Après la “pol-star Academy”

Le jeu de massacre continue. Après Sarkozy, Juppé, Hollande, Duflot, c’est au tour maintenant de Valls d’être viré de l’échiquier politique, chassé du jeu. Une sanction à causes multiples. Il paye sans doute pêle-mêle l’insuccès de la lutte contre le chômage durant le quinquennat,  les engagements hasardeux du candidat Hollande en 2012, la vaine tentative sur la déchéance de nationalité, la loi travail un peu, et le harcèlement des frondeurs depuis son arrivée à Matignon, beaucoup. Mais aussi son caractère psycho-rigide, ses coups de menton, ses déclarations à l’emporte-pièce sur les roms ou les migrants, sa laïcité punitive. Du coup les “frondeurs” reprennent le contrôle du parti socialiste, qui peut préparer tranquillement son retour dans l’opposition, situation beaucoup plus confortable pour affronter les défis de l’époque. On imagine mal en effet les trois partis de gauche -nouvelle majorité du PS, Mélenchonistes, et écolos de Yannick Jadot- trouver un terrain d’entente pour une candidature commune. Les égo sont les sabots de plombs des anti-libéraux de gauche.

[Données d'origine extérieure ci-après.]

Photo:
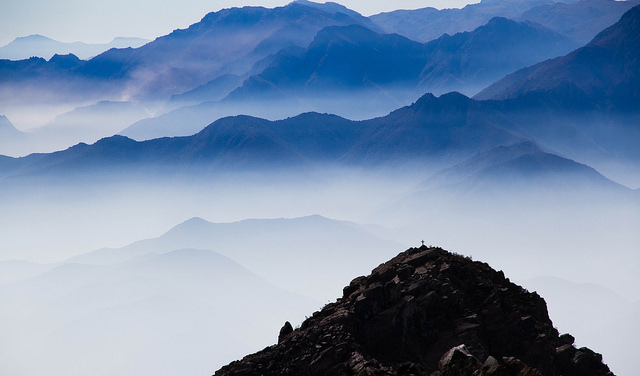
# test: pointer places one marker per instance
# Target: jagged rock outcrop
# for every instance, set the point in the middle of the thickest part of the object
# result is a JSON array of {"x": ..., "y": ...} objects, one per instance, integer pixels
[{"x": 426, "y": 312}]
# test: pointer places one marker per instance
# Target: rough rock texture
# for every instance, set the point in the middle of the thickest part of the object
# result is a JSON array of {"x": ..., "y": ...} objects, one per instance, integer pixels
[{"x": 426, "y": 312}]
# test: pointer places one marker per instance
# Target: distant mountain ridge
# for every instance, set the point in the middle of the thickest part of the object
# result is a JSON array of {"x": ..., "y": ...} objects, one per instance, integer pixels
[
  {"x": 457, "y": 63},
  {"x": 40, "y": 46},
  {"x": 187, "y": 58},
  {"x": 446, "y": 127},
  {"x": 605, "y": 70}
]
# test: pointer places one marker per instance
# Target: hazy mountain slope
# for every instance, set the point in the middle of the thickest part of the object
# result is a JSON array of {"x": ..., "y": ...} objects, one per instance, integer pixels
[
  {"x": 467, "y": 62},
  {"x": 605, "y": 71},
  {"x": 426, "y": 24},
  {"x": 580, "y": 20},
  {"x": 452, "y": 126},
  {"x": 223, "y": 42},
  {"x": 448, "y": 127},
  {"x": 384, "y": 72},
  {"x": 521, "y": 168},
  {"x": 464, "y": 62},
  {"x": 11, "y": 139},
  {"x": 586, "y": 104},
  {"x": 142, "y": 314},
  {"x": 310, "y": 255},
  {"x": 44, "y": 47}
]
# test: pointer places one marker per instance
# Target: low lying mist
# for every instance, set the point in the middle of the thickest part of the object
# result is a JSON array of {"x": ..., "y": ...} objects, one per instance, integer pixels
[{"x": 77, "y": 301}]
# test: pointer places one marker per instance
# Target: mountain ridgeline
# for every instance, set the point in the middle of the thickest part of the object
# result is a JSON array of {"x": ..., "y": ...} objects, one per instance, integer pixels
[{"x": 426, "y": 312}]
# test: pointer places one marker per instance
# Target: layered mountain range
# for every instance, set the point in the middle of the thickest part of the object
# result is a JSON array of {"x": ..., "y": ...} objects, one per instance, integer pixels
[
  {"x": 312, "y": 108},
  {"x": 248, "y": 60}
]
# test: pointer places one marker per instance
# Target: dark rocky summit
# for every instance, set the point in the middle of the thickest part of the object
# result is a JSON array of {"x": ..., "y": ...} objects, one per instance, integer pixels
[{"x": 426, "y": 312}]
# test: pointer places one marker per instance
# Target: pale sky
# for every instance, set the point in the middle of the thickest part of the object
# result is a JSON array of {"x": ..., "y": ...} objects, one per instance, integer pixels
[{"x": 101, "y": 21}]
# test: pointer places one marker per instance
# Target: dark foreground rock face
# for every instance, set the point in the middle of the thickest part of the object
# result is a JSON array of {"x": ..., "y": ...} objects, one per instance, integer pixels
[{"x": 426, "y": 312}]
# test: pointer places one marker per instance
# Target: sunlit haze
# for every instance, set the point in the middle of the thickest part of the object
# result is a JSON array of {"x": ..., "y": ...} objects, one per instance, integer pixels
[{"x": 101, "y": 21}]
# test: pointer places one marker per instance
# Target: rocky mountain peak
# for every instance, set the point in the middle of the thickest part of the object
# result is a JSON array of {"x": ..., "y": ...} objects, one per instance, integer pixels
[{"x": 426, "y": 312}]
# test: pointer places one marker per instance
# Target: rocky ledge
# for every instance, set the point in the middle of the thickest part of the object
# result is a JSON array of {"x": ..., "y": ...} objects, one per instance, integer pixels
[{"x": 426, "y": 312}]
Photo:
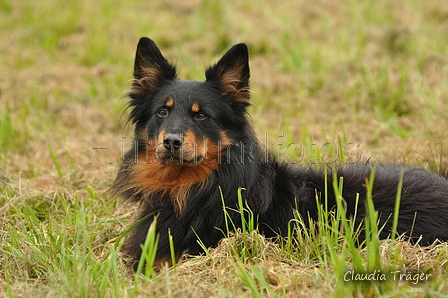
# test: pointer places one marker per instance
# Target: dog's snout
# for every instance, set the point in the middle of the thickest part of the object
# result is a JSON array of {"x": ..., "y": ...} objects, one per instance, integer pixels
[{"x": 173, "y": 142}]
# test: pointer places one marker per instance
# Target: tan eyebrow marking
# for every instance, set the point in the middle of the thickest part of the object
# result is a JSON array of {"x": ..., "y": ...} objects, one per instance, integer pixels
[
  {"x": 195, "y": 108},
  {"x": 169, "y": 102}
]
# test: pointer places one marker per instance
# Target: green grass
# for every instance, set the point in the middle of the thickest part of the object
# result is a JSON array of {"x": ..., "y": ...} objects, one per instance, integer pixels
[{"x": 343, "y": 80}]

En attendant d’en connaître le dénouement, avec le résultat de la présidentielle, on pourra toujours se réjouir de cette volonté de renouvellement manifestée par l’opinion. Du malin plaisir qu’elle semble prendre à démentir les prédictions des sondeurs et météorologistes politiques de plateaux télé. Mais cette soif de rénovation doit être relativisée. Si certains caciques en ont été  victimes, on ne peut pas dire que cela débouche jusqu’ici sur un véritable rajeunissement, encore moins sur une rupture avec un  fonctionnement décrié de la classe politique. Les politiciens professionnels Sarkozy et Juppé ont été certes chassés… mais au profit de François Fillon, ancien premier ministre de Sarkozy, élu député pour la première fois en 1981, déjà ministre il y a 25 ans. Hollande et Valls ont été dégagés… pour laisser la place à Benoit Hamon, apparatchik du parti socialiste depuis 25 ans. Et si le Front National a poussé sur la touche son vieux gourou aigri, c’est pour mettre à sa place une autre Le Pen. Le renouvellement de la vie politique reste à faire.

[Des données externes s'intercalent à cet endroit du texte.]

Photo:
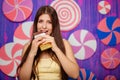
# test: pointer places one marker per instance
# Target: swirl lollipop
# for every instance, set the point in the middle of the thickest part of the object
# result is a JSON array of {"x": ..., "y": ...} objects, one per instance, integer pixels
[
  {"x": 17, "y": 10},
  {"x": 69, "y": 13},
  {"x": 110, "y": 77},
  {"x": 104, "y": 7},
  {"x": 108, "y": 31},
  {"x": 23, "y": 33},
  {"x": 83, "y": 44},
  {"x": 10, "y": 58},
  {"x": 86, "y": 75},
  {"x": 110, "y": 58}
]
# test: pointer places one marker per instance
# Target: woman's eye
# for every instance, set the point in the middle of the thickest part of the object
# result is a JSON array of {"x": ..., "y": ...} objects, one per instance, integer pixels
[
  {"x": 50, "y": 22},
  {"x": 39, "y": 21}
]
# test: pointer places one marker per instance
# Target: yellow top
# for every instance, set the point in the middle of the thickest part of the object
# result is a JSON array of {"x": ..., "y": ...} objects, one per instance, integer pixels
[{"x": 48, "y": 69}]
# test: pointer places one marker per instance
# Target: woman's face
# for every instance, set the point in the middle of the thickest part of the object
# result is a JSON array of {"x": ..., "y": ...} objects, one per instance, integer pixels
[{"x": 44, "y": 24}]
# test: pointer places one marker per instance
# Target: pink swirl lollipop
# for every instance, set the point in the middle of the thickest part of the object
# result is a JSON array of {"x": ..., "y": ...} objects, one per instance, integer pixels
[
  {"x": 110, "y": 58},
  {"x": 69, "y": 13},
  {"x": 110, "y": 77},
  {"x": 86, "y": 75},
  {"x": 104, "y": 7},
  {"x": 10, "y": 58},
  {"x": 17, "y": 10},
  {"x": 83, "y": 43},
  {"x": 23, "y": 33}
]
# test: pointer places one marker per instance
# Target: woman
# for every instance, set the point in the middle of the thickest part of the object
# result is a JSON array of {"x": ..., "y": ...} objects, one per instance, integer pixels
[{"x": 55, "y": 63}]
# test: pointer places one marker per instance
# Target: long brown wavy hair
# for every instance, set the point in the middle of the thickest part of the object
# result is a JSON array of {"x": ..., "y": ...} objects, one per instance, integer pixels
[{"x": 55, "y": 33}]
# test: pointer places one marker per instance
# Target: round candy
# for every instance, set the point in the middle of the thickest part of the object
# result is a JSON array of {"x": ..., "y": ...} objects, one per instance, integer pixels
[
  {"x": 23, "y": 33},
  {"x": 110, "y": 58},
  {"x": 69, "y": 13},
  {"x": 10, "y": 58},
  {"x": 110, "y": 77},
  {"x": 17, "y": 10},
  {"x": 86, "y": 75},
  {"x": 108, "y": 31},
  {"x": 83, "y": 43},
  {"x": 104, "y": 7}
]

Jean-Luc Mélenchon, un des plus anciens crocodiles du marigot politique, entré au PS en 1976, sénateur pour la première fois en 1986 et élu national depuis, à l’exception d’un trou entre 2000 et 2004, pendant lequel il fut ministre de Lionel Jospin, résiste jusqu’ici à la vague qui a balayé les autres. Il sera sans doute, avec Marine Le Pen, et en attendant l’éventuelle candidature de l’insubmersible Bayrou, le seul candidat de la présidentielle de 2012 à se représenter devant les électeurs. Sans doute parce qu’il a su reprendre à son compte la soif de renouvellement en se faisant, contre toute évidence, le champion du renouveau, du “dégagement” de l’ancienne classe politique. Mais aussi et surtout parce qu’il a soigneusement évité de se soumettre à l’exercice de la “primaire”, innovation de l’époque, traduction politique de l’engouement pour les émissions de télé-réalité, qui permet aux électeurs de se débarrasser des têtes dont ils ne veulent plus dans le jeu, avant la véritable échéance qui désignera le vainqueur.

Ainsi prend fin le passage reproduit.